When she decided to be emperor, all I could think of is the classic God Emperor of Dune cover (the new foresty one is weak), but fish instead of worm based. 

The slow decay of the sea is such fun classic fantasy stuff:

1. Clear and calm

2. Green/yellow, "not smooth"

3. Purple/blue, grey, and thick

4. Dark grey, heaving, and putrid

5. Black, thick, boiling, bubbly, and "curdled" from the heavy winds

6. Somehow causes huge storm, leaves fall from the trees, ships sinking, mostly red sky

7. A tsunami that destroys houses.

Likewise, her cartoonish hair sticking out when she's mad near the end. It's just so fun and visual, even if unrealistic. It's a magic fish story, go nuts! Modern pop culture is so influenced classic cartoons/comics, but there's none of the style. 

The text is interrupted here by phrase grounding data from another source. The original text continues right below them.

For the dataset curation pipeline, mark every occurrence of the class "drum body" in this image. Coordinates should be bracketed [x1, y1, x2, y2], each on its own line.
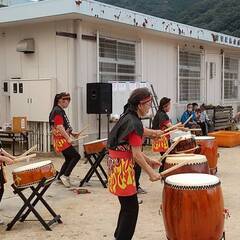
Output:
[83, 138, 107, 154]
[162, 173, 224, 240]
[173, 136, 197, 153]
[163, 154, 210, 177]
[12, 160, 56, 188]
[195, 136, 218, 174]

I like the slight ambiguity in the ending. Is she being punished, is it a statement on the omnipresence of God, or both? I think it's intended mostly as the first, but I like it as both.

Finally, have a sweet illustration I found on Wikipedia by Anne Anderson:


I don't think I'd want to ask that fish for anything either.

Overall, a fine ATU-555. Why don't we have serial numbers for more modern plots and tropes? "Yeah, Battlestar Galactica is a pretty good QRJ-77 (searching for Earth), but I'm really a bigger fan of the QRJ-77a variant used by Planet of The Apes (it was Earth all along)."